More than 5 percent of Hoosiers have abused prescription drugs. The data from the Substance Abuse and Mental Health Services Administration shows it’s a growing problem, particularly among healthcare workers.
The term used to describe the practice is ‘healthcare drug diversion.’ It occurs when hospital workers steal medications from a facility.
Rigo Garcia is a Certified Registered Nurse Anesthetist and never thought he would be tempted to abuse prescription drugs.
But, that changed after he broke his ankle playing recreational baseball. For the first time in his life, Rigo took pain medication.
A Nurse’s Battle With Prescription Drug Addiction
Initially, Rigo relied on the pills to help relieve the soreness from his injury.
“The time came pretty soon that I needed to be off the medication so I could go back to work,” Rigo said. “And, I realized pretty early on that I was having some signs and symptoms I would associate with withdrawal.”
Rigo tried to wean himself off the medication, but became irritable and would sometimes battle flu-like symptoms. So, he kept taking the pills.
At his worst, that meant up to 12 in just one night.
“When I did go back to work, still on prescription medications, I would just not take them while I was at work,”Rigo said. “I would run home to take them, I would take them before work, on the weekends.
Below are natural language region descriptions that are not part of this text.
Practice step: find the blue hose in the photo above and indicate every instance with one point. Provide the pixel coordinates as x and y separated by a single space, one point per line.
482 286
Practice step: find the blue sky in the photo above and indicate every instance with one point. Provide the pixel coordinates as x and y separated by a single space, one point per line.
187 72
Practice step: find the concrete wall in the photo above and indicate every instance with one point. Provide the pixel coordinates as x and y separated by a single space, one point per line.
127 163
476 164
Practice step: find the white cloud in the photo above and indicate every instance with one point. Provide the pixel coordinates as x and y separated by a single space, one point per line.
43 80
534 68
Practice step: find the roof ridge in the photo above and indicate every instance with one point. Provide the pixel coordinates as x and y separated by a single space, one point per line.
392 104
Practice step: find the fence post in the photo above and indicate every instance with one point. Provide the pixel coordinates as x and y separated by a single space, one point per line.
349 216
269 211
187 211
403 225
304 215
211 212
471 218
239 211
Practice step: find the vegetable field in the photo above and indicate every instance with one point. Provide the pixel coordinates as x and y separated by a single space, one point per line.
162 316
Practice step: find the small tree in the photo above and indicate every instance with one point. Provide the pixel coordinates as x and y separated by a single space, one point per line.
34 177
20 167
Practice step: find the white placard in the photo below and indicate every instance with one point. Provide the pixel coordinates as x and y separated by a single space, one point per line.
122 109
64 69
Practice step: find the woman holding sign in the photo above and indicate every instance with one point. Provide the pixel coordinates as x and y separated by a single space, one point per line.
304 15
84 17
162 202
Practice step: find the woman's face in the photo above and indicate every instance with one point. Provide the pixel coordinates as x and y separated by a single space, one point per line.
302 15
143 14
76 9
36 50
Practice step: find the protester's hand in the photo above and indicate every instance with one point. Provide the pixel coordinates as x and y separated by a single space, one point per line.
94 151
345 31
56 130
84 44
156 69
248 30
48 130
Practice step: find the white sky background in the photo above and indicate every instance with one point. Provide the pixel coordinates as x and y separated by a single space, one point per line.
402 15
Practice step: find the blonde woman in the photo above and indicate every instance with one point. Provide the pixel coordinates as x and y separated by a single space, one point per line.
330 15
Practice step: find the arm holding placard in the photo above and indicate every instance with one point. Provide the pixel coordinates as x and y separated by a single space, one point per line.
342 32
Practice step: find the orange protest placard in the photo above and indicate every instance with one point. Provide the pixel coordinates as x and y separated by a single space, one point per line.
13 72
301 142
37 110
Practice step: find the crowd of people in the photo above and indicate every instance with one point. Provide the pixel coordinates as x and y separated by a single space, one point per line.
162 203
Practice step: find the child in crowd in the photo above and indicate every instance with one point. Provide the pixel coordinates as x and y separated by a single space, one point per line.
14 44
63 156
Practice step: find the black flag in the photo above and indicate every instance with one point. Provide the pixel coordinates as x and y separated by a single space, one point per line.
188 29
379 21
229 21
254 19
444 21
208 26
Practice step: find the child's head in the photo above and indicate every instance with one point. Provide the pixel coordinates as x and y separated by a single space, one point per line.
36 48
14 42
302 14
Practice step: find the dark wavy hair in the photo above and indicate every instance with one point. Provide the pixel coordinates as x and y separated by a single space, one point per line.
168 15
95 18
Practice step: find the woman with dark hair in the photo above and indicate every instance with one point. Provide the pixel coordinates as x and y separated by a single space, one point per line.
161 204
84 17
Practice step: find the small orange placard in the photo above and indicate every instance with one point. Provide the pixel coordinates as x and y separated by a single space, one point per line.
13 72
Any time I could.”
Rigo’s wife, Claudia, was working at the same hospital at the time. She could tell something was wrong with Rigo when he started disappearing at work and became withdrawn.
“We looked away, we didn’t want to see it,” Claudia said. “We knew he needed help, we weren’t 100 percent sure what was going on.”
Combating Healthcare Drug Diversion
Rigo’s story sounds familiar to many of the people who attended the National Association of Drug Diversion Investigators (NADDI) training session in Columbus this week.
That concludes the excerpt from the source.